Escucho los sonidos que se producen entre el silencio: los pájaros, casi siempre, charlando entre ellos, sobre alguna rama, en el espinillo, o en el laurel,  cerca o a lo lejos. Los escucho también en el aire, volando (uno de los gerundios que más envidian los humanos, siempre prepotentes), yendo hacia el alimento o volviendo del mismo. Escucho alguna gota que quedó sin caer, explotando contra el pasto o el suelo del patio. Escucho un ladrido lejano y el motor de la heladera, que irrumpen como la niebla de Terminator en medio de un sueño que comenzaba a ser aterciopelado.

Me escucho a mí mismo. Escucho las imágenes que me devuelvo, trazo un mapa sobre el territorio anímico que dispuso la mañana.
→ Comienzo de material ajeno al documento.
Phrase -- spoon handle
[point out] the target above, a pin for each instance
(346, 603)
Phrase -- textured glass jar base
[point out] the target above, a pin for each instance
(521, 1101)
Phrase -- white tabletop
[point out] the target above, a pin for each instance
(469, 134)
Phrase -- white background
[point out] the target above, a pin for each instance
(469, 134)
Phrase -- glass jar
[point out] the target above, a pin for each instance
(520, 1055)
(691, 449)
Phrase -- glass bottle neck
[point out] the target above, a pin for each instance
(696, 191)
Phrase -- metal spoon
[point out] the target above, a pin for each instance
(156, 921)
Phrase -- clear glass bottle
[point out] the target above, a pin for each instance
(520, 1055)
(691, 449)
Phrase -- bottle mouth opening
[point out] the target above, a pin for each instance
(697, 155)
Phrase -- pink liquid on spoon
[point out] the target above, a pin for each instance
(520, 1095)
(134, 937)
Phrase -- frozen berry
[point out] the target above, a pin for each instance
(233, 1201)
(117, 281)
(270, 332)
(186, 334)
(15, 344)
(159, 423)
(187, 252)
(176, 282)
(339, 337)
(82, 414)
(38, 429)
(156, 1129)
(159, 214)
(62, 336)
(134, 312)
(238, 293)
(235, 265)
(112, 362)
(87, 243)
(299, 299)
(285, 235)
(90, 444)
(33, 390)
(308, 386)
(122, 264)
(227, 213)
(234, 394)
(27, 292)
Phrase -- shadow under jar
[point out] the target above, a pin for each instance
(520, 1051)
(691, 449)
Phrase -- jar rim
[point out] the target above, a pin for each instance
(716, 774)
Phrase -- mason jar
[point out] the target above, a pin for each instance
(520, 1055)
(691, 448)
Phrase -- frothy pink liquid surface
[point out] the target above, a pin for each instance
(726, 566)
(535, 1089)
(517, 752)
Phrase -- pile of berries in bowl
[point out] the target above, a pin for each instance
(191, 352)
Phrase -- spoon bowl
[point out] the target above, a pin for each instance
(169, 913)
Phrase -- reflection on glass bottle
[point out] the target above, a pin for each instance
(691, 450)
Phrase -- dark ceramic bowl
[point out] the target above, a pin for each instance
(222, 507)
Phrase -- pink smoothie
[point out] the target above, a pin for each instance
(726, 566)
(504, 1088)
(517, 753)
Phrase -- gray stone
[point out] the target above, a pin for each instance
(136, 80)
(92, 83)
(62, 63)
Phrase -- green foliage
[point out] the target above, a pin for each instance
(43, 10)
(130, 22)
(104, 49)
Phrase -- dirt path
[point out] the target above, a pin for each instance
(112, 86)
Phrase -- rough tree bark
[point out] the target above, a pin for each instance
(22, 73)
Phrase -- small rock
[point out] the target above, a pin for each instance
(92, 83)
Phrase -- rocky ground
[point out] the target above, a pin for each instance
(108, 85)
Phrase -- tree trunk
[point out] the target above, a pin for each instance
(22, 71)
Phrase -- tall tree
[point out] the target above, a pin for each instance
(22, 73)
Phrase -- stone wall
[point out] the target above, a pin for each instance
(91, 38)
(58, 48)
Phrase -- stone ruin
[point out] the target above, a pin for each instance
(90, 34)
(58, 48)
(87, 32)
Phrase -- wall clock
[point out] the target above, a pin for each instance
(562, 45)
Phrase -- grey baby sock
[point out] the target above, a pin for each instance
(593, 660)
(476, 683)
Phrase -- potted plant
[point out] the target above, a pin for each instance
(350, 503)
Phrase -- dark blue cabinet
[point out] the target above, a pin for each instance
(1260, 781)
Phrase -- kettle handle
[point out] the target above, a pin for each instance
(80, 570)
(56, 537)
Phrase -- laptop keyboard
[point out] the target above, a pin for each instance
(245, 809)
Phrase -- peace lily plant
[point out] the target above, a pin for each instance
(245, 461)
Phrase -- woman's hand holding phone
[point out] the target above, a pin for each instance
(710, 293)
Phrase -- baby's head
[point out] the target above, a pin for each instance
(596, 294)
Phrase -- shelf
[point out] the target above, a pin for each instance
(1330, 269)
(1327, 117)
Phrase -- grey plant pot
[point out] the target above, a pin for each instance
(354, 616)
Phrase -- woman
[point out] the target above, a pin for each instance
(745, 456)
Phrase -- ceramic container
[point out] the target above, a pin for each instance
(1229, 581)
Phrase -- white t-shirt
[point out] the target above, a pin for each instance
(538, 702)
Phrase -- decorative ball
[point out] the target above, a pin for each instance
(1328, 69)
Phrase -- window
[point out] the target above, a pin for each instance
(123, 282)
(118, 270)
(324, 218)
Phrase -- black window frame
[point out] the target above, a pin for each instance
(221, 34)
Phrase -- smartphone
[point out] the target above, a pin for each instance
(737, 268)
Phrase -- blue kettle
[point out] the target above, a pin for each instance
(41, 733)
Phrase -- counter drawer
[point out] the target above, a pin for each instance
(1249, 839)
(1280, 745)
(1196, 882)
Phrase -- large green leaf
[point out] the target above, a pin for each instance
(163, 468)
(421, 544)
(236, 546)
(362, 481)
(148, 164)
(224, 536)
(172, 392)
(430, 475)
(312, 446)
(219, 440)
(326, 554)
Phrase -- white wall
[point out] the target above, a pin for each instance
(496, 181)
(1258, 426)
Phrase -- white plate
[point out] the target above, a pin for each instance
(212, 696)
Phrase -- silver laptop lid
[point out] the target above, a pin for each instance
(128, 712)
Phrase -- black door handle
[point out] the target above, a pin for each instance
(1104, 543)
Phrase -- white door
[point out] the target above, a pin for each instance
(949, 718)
La noche fue intensa, con rayos y truenos alborotando interiores y exteriores, zozobrando entre humanos y animales, temblando en los materiales. Pero amaneció maravillosamente bien, fresquito, con bruma y en ese deambular hubo tiempo para acomodar un montón de piezas.

En aquel entonces nos provocó algunas carcajadas enterarnos de la existencia del locus interno. Éramos  un grupo lúdico e intenso de la facultad y nos reuníamos, además, para estudiar psicología, una de las materias iniciales de la carrera de Ciencias de la Comunicación, en la Universidad de Buenos Aires. Hoy los recuerdo mientras reviso mis propios locus (usted, si es humano o humana, también tiene los suyos, no se preocupe), primero el externo, que vengo manifestando desde el título de este texto, luego el interno, adonde me zambullo, con preferencia por los ríos caudalosos que lleven a la isla de alguna comunión sobre lo sencillo, lo sensible y lo pragmático. Hoy necesito eso.

Ordeno gestiones y agenda del día (sencilla, sensible y pragmática) y me parece escuchar al mismo zorzal de siempre, esta vez conversando con otro pájaro, que desconozco. Algo me dice que están hablando sobre un almuerzo.